Reactions of dibromocyclopropane 2a, containing two spiro-fused 1,3-dioxane rings, with MeLi gave only the methylation products 8 and 9 even at elevated temperatures. In contrast, the cyclohexane analogue 2b treated with MeLi underwent a smooth rearrangement to bicyclo[1.1.0]butane 11b at -78, -10, or +35 degrees C. Treatment of 2a with PhLi gave the alpha-Ph anion 13 as the only product, which underwent smooth methylation with MeI to give 14. Under the same conditions, 2b with PhLi gave bicyclo[1.1.0]butane 11b accompanied by bromophenyl derivative 8b. Treatment of either dibromide with t-BuLi gave a mixture of products including debrominated cyclopropanes 12. Experimental results were augmented with DFT calculations for salts 23 and MP2//DFT-level calculations for carbenes 22. They demonstrated a higher stability of the dioxane alpha-bromo anion with respect to alpha-elimination by 4.8 kcal/mol and also a lower tendency of the carbene 22a to undergo rearrangement by 4.0 kcal/mol than the cyclohexane analogues. These differences have been attributed to the inductive effect of the four oxygen atoms, which results in lower LUMO energy, the higher positive charge at the carbenic center, and the overall more electrophilic character of carbene 22a as compared to the cyclohexane derivative 22b.
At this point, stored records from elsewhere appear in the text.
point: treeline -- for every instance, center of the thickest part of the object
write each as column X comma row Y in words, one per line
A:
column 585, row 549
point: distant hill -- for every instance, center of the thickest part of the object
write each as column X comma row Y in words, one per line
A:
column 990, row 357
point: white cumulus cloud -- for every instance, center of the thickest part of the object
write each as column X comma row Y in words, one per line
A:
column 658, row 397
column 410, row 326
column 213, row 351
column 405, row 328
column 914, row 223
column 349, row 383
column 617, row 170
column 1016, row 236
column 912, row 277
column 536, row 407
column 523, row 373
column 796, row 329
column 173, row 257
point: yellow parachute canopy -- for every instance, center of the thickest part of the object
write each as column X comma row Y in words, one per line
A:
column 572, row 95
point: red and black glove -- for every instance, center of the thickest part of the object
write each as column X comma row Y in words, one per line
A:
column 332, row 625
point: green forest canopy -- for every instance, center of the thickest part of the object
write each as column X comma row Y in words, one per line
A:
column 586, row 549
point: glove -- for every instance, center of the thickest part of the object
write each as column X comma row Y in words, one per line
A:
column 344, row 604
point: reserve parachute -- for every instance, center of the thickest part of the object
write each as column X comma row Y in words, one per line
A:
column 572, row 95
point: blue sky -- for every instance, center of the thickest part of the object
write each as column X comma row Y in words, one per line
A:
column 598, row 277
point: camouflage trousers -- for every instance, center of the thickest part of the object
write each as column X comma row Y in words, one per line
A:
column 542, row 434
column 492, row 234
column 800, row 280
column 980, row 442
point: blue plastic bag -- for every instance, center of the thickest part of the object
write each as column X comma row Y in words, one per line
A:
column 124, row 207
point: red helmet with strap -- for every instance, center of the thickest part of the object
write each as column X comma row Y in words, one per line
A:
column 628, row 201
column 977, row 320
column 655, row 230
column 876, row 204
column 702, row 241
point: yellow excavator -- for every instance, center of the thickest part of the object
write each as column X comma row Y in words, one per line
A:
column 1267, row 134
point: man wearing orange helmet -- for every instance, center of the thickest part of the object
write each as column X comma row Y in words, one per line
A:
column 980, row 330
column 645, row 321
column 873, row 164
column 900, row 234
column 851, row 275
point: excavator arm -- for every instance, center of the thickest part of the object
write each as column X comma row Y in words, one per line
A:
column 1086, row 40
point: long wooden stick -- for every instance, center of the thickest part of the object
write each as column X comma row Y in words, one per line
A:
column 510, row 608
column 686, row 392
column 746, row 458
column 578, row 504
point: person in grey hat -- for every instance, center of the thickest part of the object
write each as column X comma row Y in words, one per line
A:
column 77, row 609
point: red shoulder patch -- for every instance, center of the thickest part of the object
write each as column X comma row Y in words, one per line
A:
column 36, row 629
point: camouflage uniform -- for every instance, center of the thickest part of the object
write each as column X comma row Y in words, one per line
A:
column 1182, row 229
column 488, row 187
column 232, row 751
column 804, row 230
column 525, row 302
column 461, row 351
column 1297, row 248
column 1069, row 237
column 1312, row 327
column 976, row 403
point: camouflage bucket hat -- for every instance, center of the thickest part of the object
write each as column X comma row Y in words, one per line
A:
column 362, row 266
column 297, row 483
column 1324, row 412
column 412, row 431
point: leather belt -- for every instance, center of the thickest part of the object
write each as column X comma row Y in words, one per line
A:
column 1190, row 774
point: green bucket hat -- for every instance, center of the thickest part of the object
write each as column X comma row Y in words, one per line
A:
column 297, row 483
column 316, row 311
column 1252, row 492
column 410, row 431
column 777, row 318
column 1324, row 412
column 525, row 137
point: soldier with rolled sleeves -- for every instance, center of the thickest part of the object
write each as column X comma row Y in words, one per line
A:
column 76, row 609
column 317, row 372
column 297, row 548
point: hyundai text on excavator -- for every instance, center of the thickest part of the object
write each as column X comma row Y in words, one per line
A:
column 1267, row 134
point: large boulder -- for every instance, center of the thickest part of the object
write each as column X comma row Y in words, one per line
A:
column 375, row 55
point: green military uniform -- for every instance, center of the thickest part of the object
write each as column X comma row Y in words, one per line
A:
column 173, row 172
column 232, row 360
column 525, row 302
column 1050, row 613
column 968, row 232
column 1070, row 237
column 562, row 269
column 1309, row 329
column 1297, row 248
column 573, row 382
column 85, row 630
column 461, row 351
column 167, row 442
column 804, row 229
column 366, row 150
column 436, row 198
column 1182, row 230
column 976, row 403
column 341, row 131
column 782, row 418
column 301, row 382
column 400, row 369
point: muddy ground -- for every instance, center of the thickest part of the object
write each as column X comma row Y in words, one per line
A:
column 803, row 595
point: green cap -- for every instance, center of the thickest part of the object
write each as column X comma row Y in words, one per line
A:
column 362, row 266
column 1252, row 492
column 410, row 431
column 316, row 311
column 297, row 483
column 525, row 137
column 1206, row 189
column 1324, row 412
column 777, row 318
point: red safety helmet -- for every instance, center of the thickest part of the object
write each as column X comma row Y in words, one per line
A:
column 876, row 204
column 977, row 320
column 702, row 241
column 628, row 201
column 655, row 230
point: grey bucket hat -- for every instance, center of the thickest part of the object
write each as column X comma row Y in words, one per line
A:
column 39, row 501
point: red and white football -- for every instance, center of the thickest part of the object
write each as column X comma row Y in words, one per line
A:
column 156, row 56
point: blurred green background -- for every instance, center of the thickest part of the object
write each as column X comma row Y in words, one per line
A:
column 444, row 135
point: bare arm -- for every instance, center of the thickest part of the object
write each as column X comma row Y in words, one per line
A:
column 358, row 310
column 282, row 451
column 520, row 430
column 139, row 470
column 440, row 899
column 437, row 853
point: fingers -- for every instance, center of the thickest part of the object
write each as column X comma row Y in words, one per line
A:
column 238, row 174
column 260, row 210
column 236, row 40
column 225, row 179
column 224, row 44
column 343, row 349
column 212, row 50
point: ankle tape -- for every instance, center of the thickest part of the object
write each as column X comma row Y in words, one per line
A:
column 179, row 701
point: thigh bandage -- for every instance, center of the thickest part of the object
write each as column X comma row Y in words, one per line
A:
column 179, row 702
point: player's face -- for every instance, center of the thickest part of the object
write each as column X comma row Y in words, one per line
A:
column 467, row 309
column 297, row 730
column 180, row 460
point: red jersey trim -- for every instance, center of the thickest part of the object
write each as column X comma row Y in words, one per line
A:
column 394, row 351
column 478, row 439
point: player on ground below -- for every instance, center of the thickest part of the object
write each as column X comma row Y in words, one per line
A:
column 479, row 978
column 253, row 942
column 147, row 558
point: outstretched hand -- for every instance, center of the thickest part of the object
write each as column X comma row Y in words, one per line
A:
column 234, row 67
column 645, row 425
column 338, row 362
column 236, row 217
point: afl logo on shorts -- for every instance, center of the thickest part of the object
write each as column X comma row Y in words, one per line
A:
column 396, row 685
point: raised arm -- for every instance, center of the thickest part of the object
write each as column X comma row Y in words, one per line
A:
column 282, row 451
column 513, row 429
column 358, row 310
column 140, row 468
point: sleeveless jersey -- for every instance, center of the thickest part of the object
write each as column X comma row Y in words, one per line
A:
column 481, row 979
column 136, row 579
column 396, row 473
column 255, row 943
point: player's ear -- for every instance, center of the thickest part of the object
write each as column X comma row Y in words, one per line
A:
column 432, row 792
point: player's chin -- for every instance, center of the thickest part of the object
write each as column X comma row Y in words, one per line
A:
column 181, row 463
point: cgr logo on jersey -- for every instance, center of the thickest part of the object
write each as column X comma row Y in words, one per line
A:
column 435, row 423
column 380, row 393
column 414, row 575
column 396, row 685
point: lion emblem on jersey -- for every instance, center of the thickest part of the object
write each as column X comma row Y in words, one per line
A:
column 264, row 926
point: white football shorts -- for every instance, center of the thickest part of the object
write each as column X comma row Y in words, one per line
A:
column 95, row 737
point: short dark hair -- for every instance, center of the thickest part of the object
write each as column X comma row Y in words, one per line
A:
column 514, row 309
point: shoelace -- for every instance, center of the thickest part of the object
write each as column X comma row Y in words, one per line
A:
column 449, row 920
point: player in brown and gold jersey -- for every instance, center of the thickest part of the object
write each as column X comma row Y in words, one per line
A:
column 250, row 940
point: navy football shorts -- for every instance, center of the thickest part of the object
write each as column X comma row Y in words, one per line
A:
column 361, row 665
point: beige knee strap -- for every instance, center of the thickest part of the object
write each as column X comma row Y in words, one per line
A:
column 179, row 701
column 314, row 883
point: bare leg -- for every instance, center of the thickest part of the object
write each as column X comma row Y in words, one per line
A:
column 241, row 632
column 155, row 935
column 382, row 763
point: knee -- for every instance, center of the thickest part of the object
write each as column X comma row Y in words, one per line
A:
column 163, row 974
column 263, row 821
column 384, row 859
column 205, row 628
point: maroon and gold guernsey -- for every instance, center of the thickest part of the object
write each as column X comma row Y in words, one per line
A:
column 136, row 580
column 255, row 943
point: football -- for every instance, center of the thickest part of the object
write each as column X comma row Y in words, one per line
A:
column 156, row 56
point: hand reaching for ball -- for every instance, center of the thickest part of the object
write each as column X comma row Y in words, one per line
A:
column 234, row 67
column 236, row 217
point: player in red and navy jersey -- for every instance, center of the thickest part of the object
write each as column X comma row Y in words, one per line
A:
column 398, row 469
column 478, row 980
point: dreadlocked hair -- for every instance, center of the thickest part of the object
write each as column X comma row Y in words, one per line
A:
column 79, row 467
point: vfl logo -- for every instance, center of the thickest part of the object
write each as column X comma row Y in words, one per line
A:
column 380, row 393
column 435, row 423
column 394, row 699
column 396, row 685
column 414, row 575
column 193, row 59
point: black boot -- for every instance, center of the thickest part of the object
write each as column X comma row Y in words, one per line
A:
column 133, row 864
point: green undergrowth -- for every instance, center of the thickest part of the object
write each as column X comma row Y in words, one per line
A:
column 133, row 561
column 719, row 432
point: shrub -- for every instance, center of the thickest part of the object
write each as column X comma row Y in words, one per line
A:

The rearrangement of carbenes 22 to the corresponding allenes 1, the thermodynamic products, requires a higher activation energy DeltaG(double dagger)(298) by 4.2 kcal/mol for dioxane and 6.4 kcal/mol for cyclohexane derivatives than for the formation of the bicyclo[1.1.0]butanes 11. The DeltaG(double dagger)(298) for intramolecular insertions to the CH bond is low and calculated as 6.0 kcal/mol for dioxane 22a and 2.0 kcal/mol for the formation of cyclohexane 22b.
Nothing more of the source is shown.